O enfoque na articulação entre vulnerabilidade e narrativas de crianças é o que conduz a reflexão de Milene Gabriela Winck e Daniela Barros da Silva Freire Andrade, em seu artigo Abuso sexual na infância: potencial da narrativa na vivência de criança. A pesquisa conduzida em contexto hospitalar objetiva investigar a construção de sentidos sobre o abuso sexual e o potencial mediador da narrativa, enquanto atividade-guia capaz de suscitar processos terapêuticos durante a hospitalização e atuar na iminência de processos de significação. A reflexão ancora-se na perspectiva históricocultural em articulação com a teoria das representações sociais e estudos da narrativa. Do ponto de vista metodológico, os procedimentos inspiram-se em estudos microgenéticos e compreendem a realização de encontros psicoterapêuticos individuais e em grupo, priorizando um contexto lúdico e encorajador para a produção de narrativas. Os dados empíricos foram analisados compreensivamente com base na definição de episódios e de acordo com seu conteúdo semântico, recorrências e carga afetiva empreendida nos processos comunicacionais. A análises revelam que narrativas preexistentes no ambiente hospitalar são amplamente socializadas no acolhimento da criança, que, por sua vez, as internaliza e as recria, sugerindo que essa socialização e internalização podem atuar na elaboração das vivências mais íntimas da criança hospitalizada e suscitar processos de metaforização espontânea.
A hospitalização, como momento biográfico, enfrentado pela criança é também abordado por Hildacy Soares da França Montanha e Marta Regina Brostolin, no artigo intitulado A classe hospitalar na voz de crianças a partir de suas vivências educacionais. As autoras, ancorando-se na sociologia da infância, focalizam o modo como cinco crianças, entre cinco e doze anos de idade, vivenciam experiências educacionais na classe hospitalar. Para a recolha das fontes, escolheram a entrevista semiestruturada e o desenho comentado. As análises evidenciam que as experiências vividas e narradas pelas crianças são relevantes para a compreensão de significados que elas atribuem às atividades pedagógicas no contexto hospitalar. A classe hospitalar emerge, em suas vozes, como um elemento vital para mantê-las conectadas com o universo escolar que deixaram ao serem hospitalizadas. Os resultados apontam para a sensibilidade e a afetividade docente na classe hospitalar como aspectos significativos para o enfretamento da hospitalização.

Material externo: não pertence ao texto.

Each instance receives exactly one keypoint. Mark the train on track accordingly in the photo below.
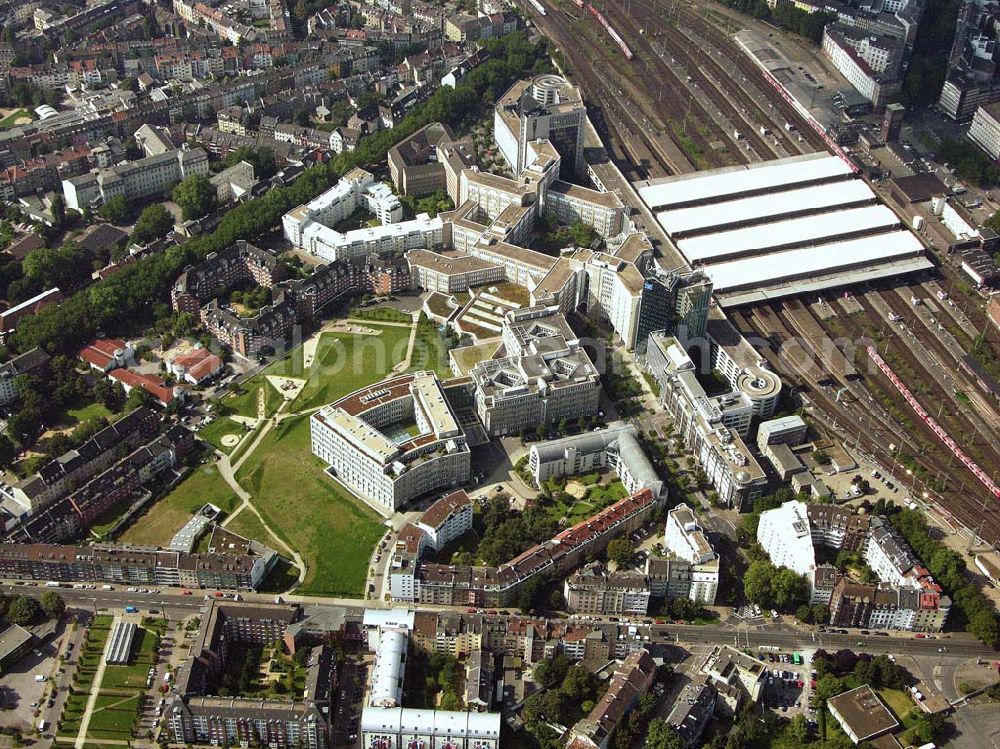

É indiscutível que a imagem ocidental da criança contemporânea vem se contrapondo cada vez mais àquela de infans, que por muitos séculos acreditamos ter sido determinante para o imaginário social com amplas repercussões na pesquisa científica. É nesse sentido que Teresa Jacinto Sarmento e Milena Oliveira, tematizam o quanto a figuração da criança contemporânea como um ser ativo, competente, com agência própria se constitui um grande desafio para as concepções e as práticas de educadoras de infância. No texto, Investigar com as crianças: das narrativas à construção de conhecimento sobre si e sobre o outro, as autoras consideram que as narrativas produzidas constantemente pelas crianças podem, por um lado, propiciar a compreensão dessa nova figuração da criança e, de forma ainda mais significativa, o seu desenvolvimento pessoal, assim como o de suas professoras. Nesse sentido, discutem a relevância das investigações com crianças sob três aspectos: a) o reconhecimento do direito da criança de ser ouvida, respeitando-se seus modos próprios de participação; b) a planificação da ação educativa, adotando-se a perspectiva de trabalho com projetos; c) a investigação no cotidiano das práticas docentes como forma de desenvolvimento da capacidade investigativa.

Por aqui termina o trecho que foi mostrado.